I just saw this note on the dshs website: "Texas is reporting 10,791 new confirmed COVID-19 cases for Wednesday, July 15. The San Antonio Metro Health District has clarified its reporting to separate confirmed and probable cases, so the Bexar County and statewide totals have been updated to remove 3,484 probable cases. The local case count previously included probable cases identified by antigen testing but not those from antibody testing or other sources." So DSHS is removing antigen positive tests (rapid 15 minute tests). So that accounts for a 3000 case reduction. I hope you're right that cases are topping off, but I am not confident. It's also unclear to me why they're treating antigen positives as probable when the only FDA approved antigen test (Sofia 2) has 100% specificity and 80% sensitivity. So it's very unlikely to give you a false positive but fairly likely to give you a false negative. Maybe Bexar county was using a different antigen test kit?

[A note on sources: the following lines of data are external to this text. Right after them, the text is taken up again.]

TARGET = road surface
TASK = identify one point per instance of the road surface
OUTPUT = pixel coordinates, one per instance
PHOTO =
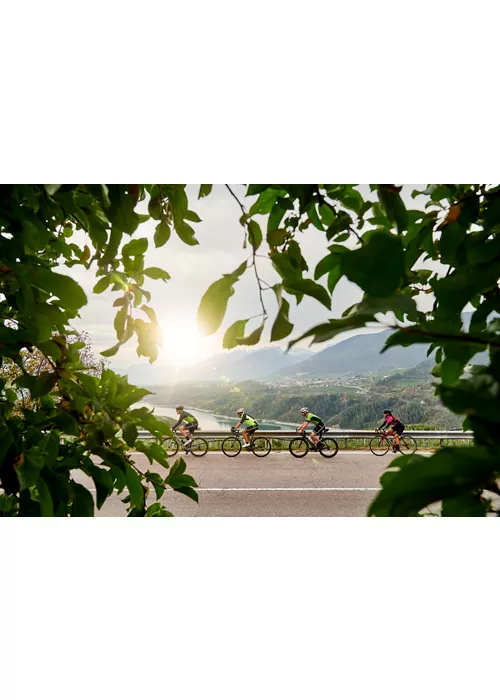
(277, 485)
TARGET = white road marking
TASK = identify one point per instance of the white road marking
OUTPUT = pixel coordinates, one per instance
(284, 488)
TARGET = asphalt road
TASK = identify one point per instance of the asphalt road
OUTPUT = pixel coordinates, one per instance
(277, 485)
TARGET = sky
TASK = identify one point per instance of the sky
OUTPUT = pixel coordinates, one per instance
(194, 268)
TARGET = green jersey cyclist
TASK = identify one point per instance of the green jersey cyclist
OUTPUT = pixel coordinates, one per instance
(249, 424)
(188, 424)
(316, 422)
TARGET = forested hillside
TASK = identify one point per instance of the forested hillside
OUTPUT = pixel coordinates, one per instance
(409, 394)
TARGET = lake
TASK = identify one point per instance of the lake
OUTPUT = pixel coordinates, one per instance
(210, 421)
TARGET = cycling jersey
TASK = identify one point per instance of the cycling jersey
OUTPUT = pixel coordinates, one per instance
(394, 423)
(187, 417)
(248, 421)
(314, 419)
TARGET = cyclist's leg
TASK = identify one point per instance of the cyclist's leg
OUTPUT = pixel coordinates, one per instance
(250, 433)
(395, 439)
(190, 432)
(398, 432)
(316, 433)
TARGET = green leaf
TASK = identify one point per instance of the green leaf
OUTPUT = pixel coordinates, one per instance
(277, 237)
(254, 234)
(452, 236)
(51, 189)
(421, 481)
(65, 288)
(310, 288)
(157, 482)
(441, 192)
(155, 208)
(83, 503)
(46, 504)
(138, 246)
(282, 326)
(378, 266)
(341, 223)
(213, 304)
(162, 234)
(325, 265)
(192, 216)
(102, 284)
(256, 189)
(393, 206)
(103, 483)
(233, 334)
(204, 190)
(253, 338)
(111, 351)
(119, 322)
(334, 276)
(130, 433)
(156, 273)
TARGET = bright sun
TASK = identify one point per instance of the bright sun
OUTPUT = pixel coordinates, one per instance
(183, 343)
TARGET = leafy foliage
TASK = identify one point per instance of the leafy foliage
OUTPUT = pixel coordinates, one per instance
(62, 412)
(383, 247)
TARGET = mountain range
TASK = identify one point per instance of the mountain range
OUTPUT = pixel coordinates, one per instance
(359, 354)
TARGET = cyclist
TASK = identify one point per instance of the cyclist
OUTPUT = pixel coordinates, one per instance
(190, 423)
(249, 424)
(395, 427)
(317, 423)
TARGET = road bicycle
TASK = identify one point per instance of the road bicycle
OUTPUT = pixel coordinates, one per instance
(383, 442)
(197, 447)
(327, 447)
(259, 445)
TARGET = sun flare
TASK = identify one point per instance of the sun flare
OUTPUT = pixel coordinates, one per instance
(183, 343)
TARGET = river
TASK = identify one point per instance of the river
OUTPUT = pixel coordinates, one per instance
(210, 421)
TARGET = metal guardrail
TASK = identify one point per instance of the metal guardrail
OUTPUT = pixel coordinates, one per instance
(346, 435)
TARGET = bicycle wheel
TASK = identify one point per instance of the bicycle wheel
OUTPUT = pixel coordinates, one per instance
(330, 449)
(407, 444)
(231, 447)
(298, 447)
(261, 447)
(171, 447)
(198, 447)
(379, 446)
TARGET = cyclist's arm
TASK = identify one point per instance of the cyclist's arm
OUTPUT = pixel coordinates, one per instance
(181, 418)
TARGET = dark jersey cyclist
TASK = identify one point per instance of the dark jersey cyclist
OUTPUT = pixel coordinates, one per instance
(316, 422)
(394, 427)
(249, 424)
(187, 422)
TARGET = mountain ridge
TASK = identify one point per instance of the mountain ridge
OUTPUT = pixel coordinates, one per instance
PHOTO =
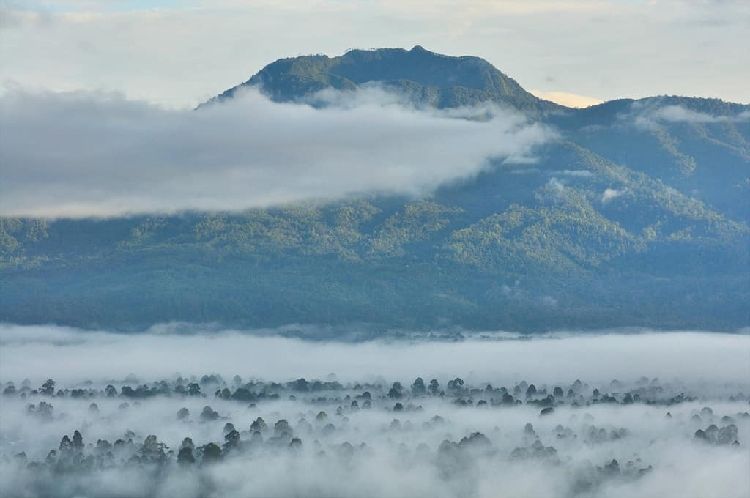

Antibodies is not the only way your body remembers how to fight out infections. What's also important is memory B cells and memory T cells. Those memory cells are actually what gives you lasting immunity to a disease. Antibodies decreasing fter an infection has been fought off is normal and expected. Many (maybe all?) lifetime or long term vaccines work by inducing production of memory cells. https://www.cdc.gov/vaccines/pubs/pinkbook/downloads/prinvac.pdf
Awesome - thanks for clarifying that. That makes me feel better. Also side note - I thought asymptomatic people were all young. I thought old people (like myself) had so many old person issues that if you had covid, you'd know it somehow. I found out yesterday that someone older than me has it and has no symptoms.